= Gaius Fidiculanius Falcula =

Roman senator

Gaius Fidiculanius Falcula (fl. around 70 BCE) was a senator of the late Roman Republic, of the gens Fidiculania. He is known only from the speeches of Cicero.

In 74 BCE, Falcula was one of the judges at the trial of Statius Albius Oppianicus, who was accused of attempting to poison his stepson, Aulus Cluentius Habitus. Falcula was involved in the general indignation that attended the conviction of Oppianicus. The majority of judges who condemned Oppianicus was very small. Falcula was accused by the tribune, Lucius Quintius, of having been illegally balloted into the concilium by Gaius Verres, at that time city praetor, for the express purpose of convicting Oppianicus, of voting out of his proper decuria, of giving sentence without hearing the evidence, of omitting to apply for an adjournment of the proceedings, and of receiving 40,000 sesterces as a bribe from the prosecutor, Cluentius. He was, however, acquitted, since his trial did not take place until after the excitement that followed Oppianicus's verdict, the Judicium Albianum, had in some measure subsided.

But eight years later, in 66 BCE, Falcula was again brought to public notice by Cicero, in his defence of Cluentius, Pro Cluentio. After recapitulating the circumstances of the Judicium Albianum, Cicero asks, if Falcula were innocent, who in the concilium at Oppianicus's trial could be guilty? This equivocal plea inferred, without asserting, the guilt of Falcula, in 74 BCE. In his defence of A. Caecina, in 69 BCE, Cicero ushers in the name of Falcula, a witness against the accused, with ironical pomp, and proceeds to point out gross inconsistencies in Falcula's evidence.

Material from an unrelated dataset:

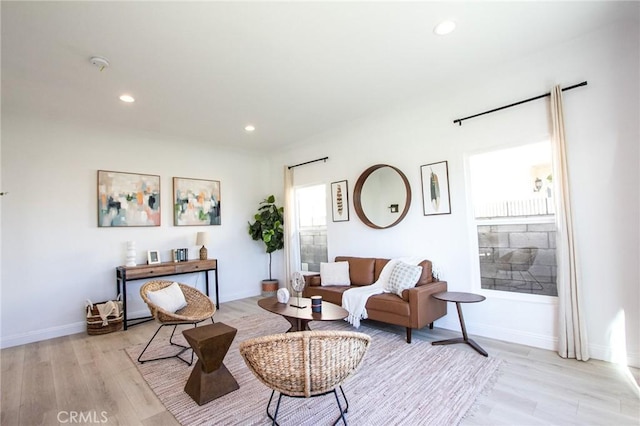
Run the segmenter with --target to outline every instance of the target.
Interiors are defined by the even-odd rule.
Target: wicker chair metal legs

Great uncertainty is thrown over the history of Falcula by the circumstance that it suited Cicero to represent at different times, in different lights, the Judicium Albianum. When Cicero was pleading against Verres, Oppianicus was unjustly condemned, and Falcula was an illegal corrupt judge. When he defended Cluentius, it was necessary to soften the details of the Judicium Albianum. But when he spoke for Caecina, it was his interest to direct public feeling against Falcula.